I have reads in R1 and R2 files, and I1 file including 12nc indexes (also fastq). In order to divide reads into separate files, I've performed merging step.

I used program with following command: -f <R1> -r <R2> -o demultiplexed/ -m fasts-join -b <I1> -p 15

It ended up with almost 94% of joined reads. Next, i've performed script. When I looked at the histogram the number of reads per sequence length was very diverse:

Length  Count
249.0   14545440
489.0   1467

The amplification was performed for V4 region which length is around 291 nc, the sequencing was 2x250bp. So my question is, how come I have 1467 reads with almost 500 length? Is this a contamination?

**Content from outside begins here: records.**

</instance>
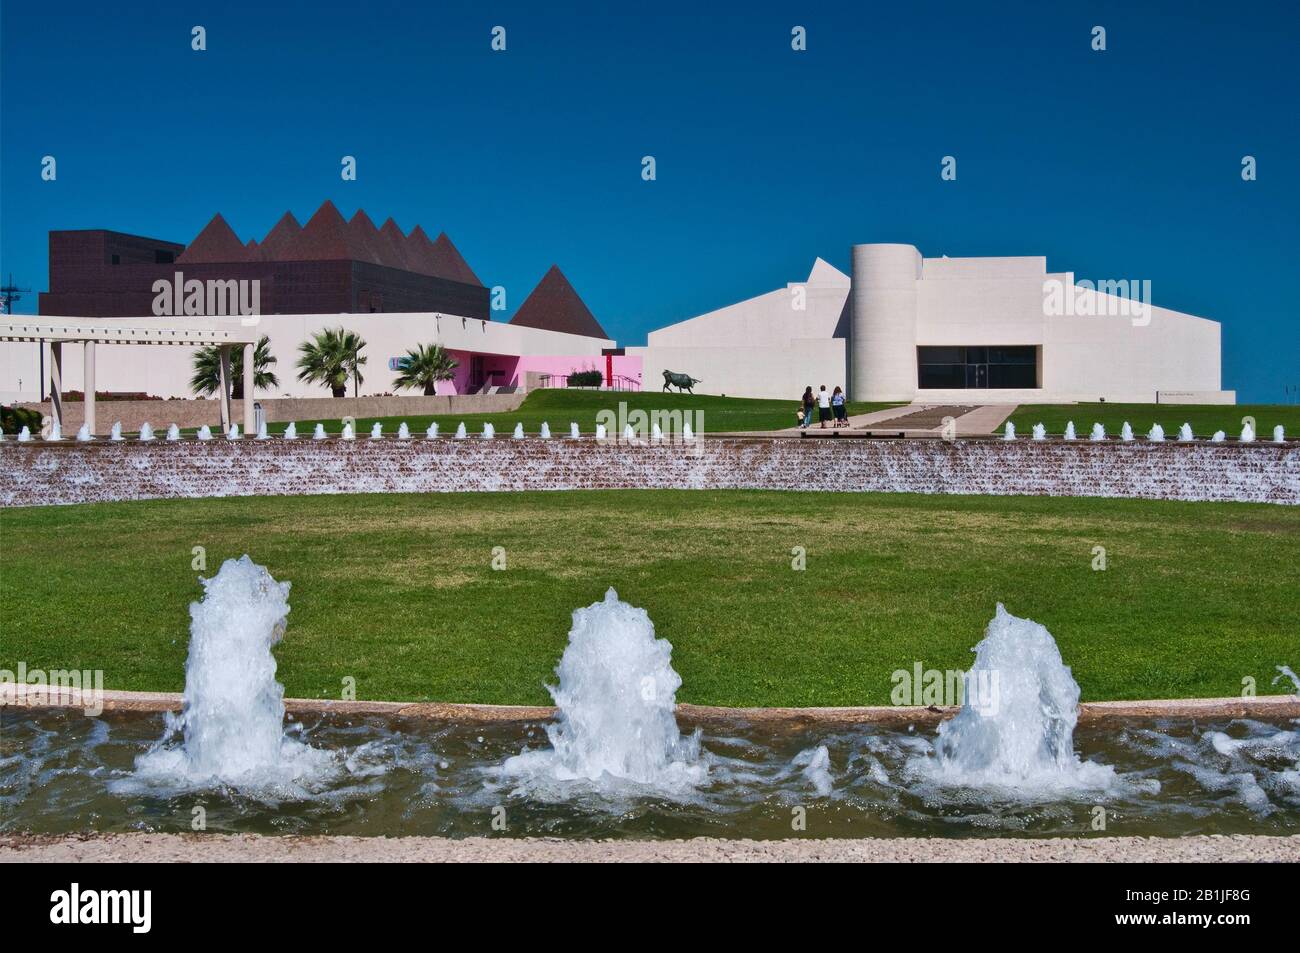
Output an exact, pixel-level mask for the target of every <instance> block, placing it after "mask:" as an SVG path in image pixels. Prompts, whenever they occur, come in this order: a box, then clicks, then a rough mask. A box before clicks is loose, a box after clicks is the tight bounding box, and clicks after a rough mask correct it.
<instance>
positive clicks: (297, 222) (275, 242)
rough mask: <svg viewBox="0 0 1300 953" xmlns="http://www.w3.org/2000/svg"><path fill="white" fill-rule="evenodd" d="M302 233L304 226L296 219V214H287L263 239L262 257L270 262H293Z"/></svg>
mask: <svg viewBox="0 0 1300 953" xmlns="http://www.w3.org/2000/svg"><path fill="white" fill-rule="evenodd" d="M302 233H303V226H302V225H299V224H298V220H296V218H294V213H292V212H285V215H282V216H281V217H279V221H278V222H276V228H273V229H272V230H270V231H268V233H266V237H265V238H264V239H261V257H263V259H265V260H268V261H292V260H294V257H296V255H295V252H296V250H298V237H299V235H302Z"/></svg>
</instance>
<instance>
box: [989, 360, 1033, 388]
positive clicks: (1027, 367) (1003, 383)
mask: <svg viewBox="0 0 1300 953" xmlns="http://www.w3.org/2000/svg"><path fill="white" fill-rule="evenodd" d="M988 386H991V387H1037V386H1039V382H1037V368H1036V367H1035V365H1034V364H991V365H989V368H988Z"/></svg>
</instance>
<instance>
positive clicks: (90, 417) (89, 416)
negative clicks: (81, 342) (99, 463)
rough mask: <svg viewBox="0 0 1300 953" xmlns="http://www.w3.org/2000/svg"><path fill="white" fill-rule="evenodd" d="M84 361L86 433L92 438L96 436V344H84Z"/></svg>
mask: <svg viewBox="0 0 1300 953" xmlns="http://www.w3.org/2000/svg"><path fill="white" fill-rule="evenodd" d="M82 361H83V364H85V367H83V371H82V381H83V385H82V386H83V387H85V390H86V403H85V404H83V407H85V408H86V416H85V423H86V432H87V433H90V436H91V437H94V436H95V342H94V341H86V342H83V343H82Z"/></svg>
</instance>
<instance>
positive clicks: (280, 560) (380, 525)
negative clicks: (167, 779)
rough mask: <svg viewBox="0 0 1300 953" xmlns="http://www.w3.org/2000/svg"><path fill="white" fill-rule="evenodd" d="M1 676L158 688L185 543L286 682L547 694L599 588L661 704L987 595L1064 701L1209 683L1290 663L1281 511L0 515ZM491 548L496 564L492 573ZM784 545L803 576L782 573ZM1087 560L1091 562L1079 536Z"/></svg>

Should I discard all read longer than 300bp for further analysis? What do you think about it?

Thanks in advance! Best, Agata

demultiplex miseq 16s
11 months ago by
h.mon25k wrote:

You have 0.01% of 489 bp reads, compared to only 249 bp reads. If you consider the interval from, say, 249-333 bp, this percentage will probably be even smaller. This is pretty minimal, and some contamination / artifacts is usual for next generation sequencing.

You could provide more stringent parameters for You used the tool defaults, which is to use fastq-join, and fastq-join default minimum overlap is 6 bases, if I am not mistaken.